You can roast the root vegetables ahead of time to help with prep work.
You could also grab some dough from Trader Joe's to save time.
Source: Everyday Food
You could also grab some dough from Trader Joe's to save time.
Source: Everyday Food
Roasted Root Vegetables:
Ingredients
- 1 butternut squash (2 pounds), peeled, seeded, and cut into 1 1/2-inch pieces
- 2 pounds new potatoes, scrubbed and quartered
- 1 pound red onions, peeled and quartered lengthwise
- 1 pound carrots, halved lengthwise if thick, cut into 1 1/2-inch pieces
- 5 cloves garlic, crushed
- 3 tablespoons olive oil
- Coarse salt and freshly ground pepper
Directions
- Preheat oven to 450 degrees, with racks in upper and lower thirds. Divide vegetables and garlic evenly between two rimmed baking sheets; drizzle with oil, and season with salt and pepper. Toss to combine, then spread in single layers.
- Roast until vegetables are tender and beginning to brown, 40 to 50 minutes, tossing vegetables and rotating sheets from top to bottom halfway through. Serve hot or at room temperature.
For the pizza:
Ingredients
- Olive oil
- 1 pound Basic Pizza Dough, or store-bought pizza dough, fresh or frozen (thawed)
- 8 ounces mozzarella cheese, shredded (2 cups)
- 6 cups (about 1/2 recipe) Roasted Root Vegetables
- 1 cup ricotta cheese
- 1 tablespoon fresh rosemary (optional)
- Coarse salt and freshly ground pepper
Directions
- Preheat oven to 475 degrees, with racks in upper and lower thirds. Brush a large rimless baking sheet with oil.
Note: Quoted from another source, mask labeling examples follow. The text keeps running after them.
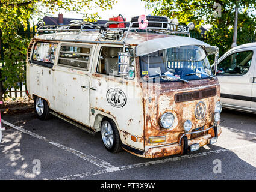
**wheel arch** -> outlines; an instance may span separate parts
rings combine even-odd
[[[101,131],[101,122],[102,121],[102,119],[104,118],[107,118],[109,119],[112,119],[114,122],[115,123],[116,127],[117,128],[118,131],[120,133],[120,128],[118,125],[118,123],[114,118],[112,115],[110,113],[107,113],[105,112],[102,112],[101,111],[98,111],[95,110],[95,118],[94,118],[93,121],[93,129],[95,130],[95,132],[98,132]]]

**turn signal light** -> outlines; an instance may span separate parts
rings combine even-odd
[[[157,143],[165,142],[166,140],[166,136],[150,137],[149,139],[149,143]]]

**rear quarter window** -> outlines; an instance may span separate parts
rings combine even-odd
[[[88,70],[91,48],[63,45],[60,47],[58,65]]]
[[[34,46],[31,62],[48,67],[54,64],[58,43],[37,42]]]

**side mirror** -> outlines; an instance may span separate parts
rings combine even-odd
[[[118,73],[123,76],[129,74],[130,53],[118,53]]]
[[[215,59],[214,59],[214,65],[213,68],[213,72],[214,74],[217,74],[217,70],[218,67],[218,59],[219,59],[219,52],[215,54]]]

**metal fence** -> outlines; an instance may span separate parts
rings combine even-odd
[[[30,25],[28,24],[26,30],[25,30],[24,27],[22,26],[20,29],[19,29],[18,34],[19,35],[22,36],[23,38],[27,38],[28,40],[31,39],[36,34],[36,27],[33,26],[30,28]],[[0,39],[1,39],[0,34]],[[2,59],[4,57],[4,50],[3,46],[1,43],[0,43],[0,51],[1,51],[1,58]],[[0,59],[0,61],[1,60]],[[26,65],[24,65],[24,69],[26,70]],[[14,88],[8,88],[7,91],[7,96],[10,97],[23,97],[26,95],[26,85],[25,82],[19,82],[17,83],[17,85],[19,88],[14,89]]]

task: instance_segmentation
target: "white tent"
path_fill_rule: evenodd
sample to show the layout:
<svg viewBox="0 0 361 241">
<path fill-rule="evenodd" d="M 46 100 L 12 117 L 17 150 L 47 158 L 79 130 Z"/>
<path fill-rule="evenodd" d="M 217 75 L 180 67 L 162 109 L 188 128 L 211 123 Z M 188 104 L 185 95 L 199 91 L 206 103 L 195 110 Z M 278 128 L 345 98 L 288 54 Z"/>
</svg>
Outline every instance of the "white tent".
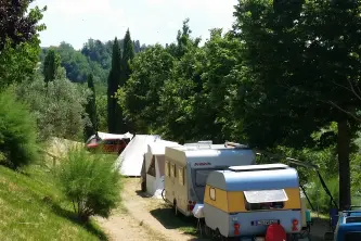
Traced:
<svg viewBox="0 0 361 241">
<path fill-rule="evenodd" d="M 147 144 L 157 139 L 160 139 L 160 137 L 155 135 L 136 135 L 117 158 L 120 174 L 128 177 L 140 177 Z"/>
<path fill-rule="evenodd" d="M 150 143 L 145 153 L 146 192 L 154 198 L 162 198 L 162 190 L 164 189 L 166 147 L 180 147 L 180 144 L 159 140 Z"/>
</svg>

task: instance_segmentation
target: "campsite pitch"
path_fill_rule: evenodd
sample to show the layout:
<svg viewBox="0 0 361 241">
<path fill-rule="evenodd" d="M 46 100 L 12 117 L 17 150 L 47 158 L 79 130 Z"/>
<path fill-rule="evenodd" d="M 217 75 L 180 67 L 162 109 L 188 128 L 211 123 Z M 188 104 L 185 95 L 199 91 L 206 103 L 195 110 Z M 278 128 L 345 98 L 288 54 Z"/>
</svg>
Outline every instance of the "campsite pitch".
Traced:
<svg viewBox="0 0 361 241">
<path fill-rule="evenodd" d="M 123 206 L 109 219 L 99 218 L 109 240 L 199 240 L 194 221 L 175 217 L 163 200 L 144 196 L 140 185 L 139 178 L 125 179 Z"/>
</svg>

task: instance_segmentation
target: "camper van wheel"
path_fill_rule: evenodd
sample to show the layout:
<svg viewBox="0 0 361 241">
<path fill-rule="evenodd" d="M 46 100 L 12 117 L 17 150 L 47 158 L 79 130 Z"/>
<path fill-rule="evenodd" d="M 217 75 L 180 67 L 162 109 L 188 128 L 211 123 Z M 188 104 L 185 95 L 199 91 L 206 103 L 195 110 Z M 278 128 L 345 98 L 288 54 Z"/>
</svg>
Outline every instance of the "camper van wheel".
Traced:
<svg viewBox="0 0 361 241">
<path fill-rule="evenodd" d="M 175 215 L 178 216 L 178 207 L 177 207 L 177 201 L 173 201 L 173 210 L 175 210 Z"/>
<path fill-rule="evenodd" d="M 204 225 L 204 233 L 206 234 L 206 237 L 209 237 L 209 238 L 212 237 L 212 230 L 206 224 Z"/>
<path fill-rule="evenodd" d="M 222 240 L 222 241 L 223 241 L 223 240 L 227 240 L 227 238 L 220 233 L 220 231 L 219 231 L 218 228 L 216 229 L 216 236 L 215 236 L 215 238 L 216 238 L 217 240 Z"/>
</svg>

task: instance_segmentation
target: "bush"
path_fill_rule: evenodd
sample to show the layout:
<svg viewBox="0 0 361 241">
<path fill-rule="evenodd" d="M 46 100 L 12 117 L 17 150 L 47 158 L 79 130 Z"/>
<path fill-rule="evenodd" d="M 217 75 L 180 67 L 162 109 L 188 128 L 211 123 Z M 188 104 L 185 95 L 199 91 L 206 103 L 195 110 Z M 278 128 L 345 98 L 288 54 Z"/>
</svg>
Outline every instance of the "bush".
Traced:
<svg viewBox="0 0 361 241">
<path fill-rule="evenodd" d="M 68 79 L 55 79 L 48 85 L 41 76 L 23 81 L 17 97 L 26 101 L 37 118 L 39 140 L 59 137 L 82 141 L 87 114 L 85 105 L 89 90 Z"/>
<path fill-rule="evenodd" d="M 112 155 L 90 154 L 82 148 L 72 149 L 60 164 L 61 189 L 73 202 L 82 221 L 90 216 L 108 217 L 120 194 L 120 174 Z"/>
<path fill-rule="evenodd" d="M 37 157 L 36 120 L 11 91 L 0 92 L 0 161 L 12 168 Z"/>
<path fill-rule="evenodd" d="M 339 195 L 338 195 L 338 177 L 327 177 L 327 175 L 322 175 L 322 177 L 325 179 L 325 183 L 327 188 L 330 189 L 330 192 L 332 196 L 334 198 L 337 205 L 339 205 Z M 323 190 L 320 179 L 318 177 L 314 177 L 312 179 L 312 182 L 307 188 L 307 194 L 310 198 L 310 201 L 313 205 L 313 207 L 317 211 L 317 204 L 319 204 L 319 211 L 323 214 L 330 213 L 330 196 L 327 193 Z M 332 206 L 334 207 L 334 206 Z"/>
</svg>

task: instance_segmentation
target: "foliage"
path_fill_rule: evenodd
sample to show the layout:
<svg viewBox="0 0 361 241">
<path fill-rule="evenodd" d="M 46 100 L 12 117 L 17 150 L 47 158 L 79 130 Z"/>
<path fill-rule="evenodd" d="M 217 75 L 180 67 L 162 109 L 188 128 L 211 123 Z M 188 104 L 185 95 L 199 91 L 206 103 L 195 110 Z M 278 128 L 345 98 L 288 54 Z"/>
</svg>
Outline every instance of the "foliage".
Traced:
<svg viewBox="0 0 361 241">
<path fill-rule="evenodd" d="M 38 23 L 42 18 L 42 12 L 38 7 L 28 11 L 34 0 L 0 0 L 0 54 L 7 48 L 28 42 L 37 38 L 37 34 L 44 29 L 44 25 Z M 9 48 L 9 46 L 8 46 Z"/>
<path fill-rule="evenodd" d="M 123 119 L 119 119 L 119 107 L 114 98 L 121 79 L 121 53 L 117 38 L 114 39 L 112 54 L 112 69 L 107 78 L 107 127 L 108 132 L 115 134 L 118 130 L 117 126 L 123 123 Z"/>
<path fill-rule="evenodd" d="M 55 79 L 46 85 L 39 76 L 18 85 L 16 93 L 29 104 L 37 118 L 39 140 L 50 137 L 82 140 L 85 105 L 90 94 L 85 86 L 68 79 Z"/>
<path fill-rule="evenodd" d="M 21 83 L 31 78 L 38 66 L 40 51 L 39 40 L 34 38 L 28 42 L 11 47 L 8 41 L 0 53 L 0 89 L 7 88 L 12 83 Z"/>
<path fill-rule="evenodd" d="M 325 176 L 325 175 L 323 175 Z M 332 196 L 335 199 L 335 202 L 339 202 L 339 194 L 338 194 L 338 177 L 337 176 L 328 176 L 326 178 L 326 186 L 332 194 Z M 313 208 L 319 208 L 320 213 L 328 214 L 330 208 L 332 207 L 332 204 L 330 202 L 330 196 L 327 193 L 323 190 L 320 180 L 318 177 L 313 177 L 310 179 L 309 188 L 306 190 Z"/>
<path fill-rule="evenodd" d="M 311 134 L 337 122 L 340 206 L 350 204 L 349 154 L 360 104 L 352 91 L 360 87 L 360 3 L 344 3 L 243 0 L 235 12 L 253 80 L 242 106 L 249 143 L 312 148 Z"/>
<path fill-rule="evenodd" d="M 93 76 L 91 74 L 88 75 L 88 89 L 92 92 L 92 94 L 88 98 L 88 103 L 86 106 L 86 112 L 87 112 L 89 120 L 90 120 L 85 127 L 85 139 L 86 140 L 98 131 L 95 88 L 94 88 L 94 83 L 93 83 Z"/>
<path fill-rule="evenodd" d="M 61 68 L 61 58 L 54 49 L 50 49 L 47 53 L 46 60 L 43 62 L 42 74 L 44 76 L 44 81 L 53 81 L 59 77 L 59 72 Z"/>
<path fill-rule="evenodd" d="M 85 149 L 70 150 L 59 167 L 62 191 L 73 202 L 79 219 L 108 217 L 119 201 L 120 175 L 114 156 L 90 154 Z"/>
<path fill-rule="evenodd" d="M 96 94 L 96 114 L 99 131 L 107 131 L 107 97 L 106 94 Z"/>
<path fill-rule="evenodd" d="M 0 240 L 53 240 L 54 233 L 57 240 L 106 240 L 95 221 L 76 223 L 46 167 L 29 165 L 20 173 L 0 166 Z"/>
<path fill-rule="evenodd" d="M 10 90 L 0 92 L 0 157 L 12 168 L 37 158 L 36 120 Z"/>
<path fill-rule="evenodd" d="M 173 58 L 159 45 L 133 59 L 131 78 L 116 93 L 127 126 L 132 126 L 131 129 L 149 132 L 157 128 L 157 123 L 162 123 L 159 98 L 172 67 Z"/>
<path fill-rule="evenodd" d="M 134 58 L 134 47 L 133 42 L 130 38 L 130 31 L 129 29 L 126 33 L 126 36 L 124 37 L 124 48 L 123 48 L 123 54 L 121 54 L 121 80 L 120 80 L 120 87 L 123 87 L 127 80 L 129 79 L 129 76 L 131 74 L 130 69 L 130 61 Z"/>
</svg>

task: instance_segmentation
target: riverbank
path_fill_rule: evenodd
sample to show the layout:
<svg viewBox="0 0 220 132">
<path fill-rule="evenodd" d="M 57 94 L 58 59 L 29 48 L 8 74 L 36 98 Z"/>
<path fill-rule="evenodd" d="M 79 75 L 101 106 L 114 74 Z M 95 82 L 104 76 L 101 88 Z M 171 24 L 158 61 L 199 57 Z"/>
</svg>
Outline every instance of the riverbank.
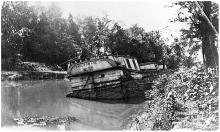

Gently stretch dough into 12-by-16-inch oval (or as large as will fit on baking sheet); transfer to prepared sheet.
- Sprinkle dough evenly with half the mozzarella. Scatter vegetables on top, then dollop with ricotta; sprinkle with remaining mozzarella and the rosemary, if desired. Drizzle with oil; season with salt and pepper. Bake rotating sheet from top to bottom and front to back halfway through, until crust is golden, 20 to 25 minutes.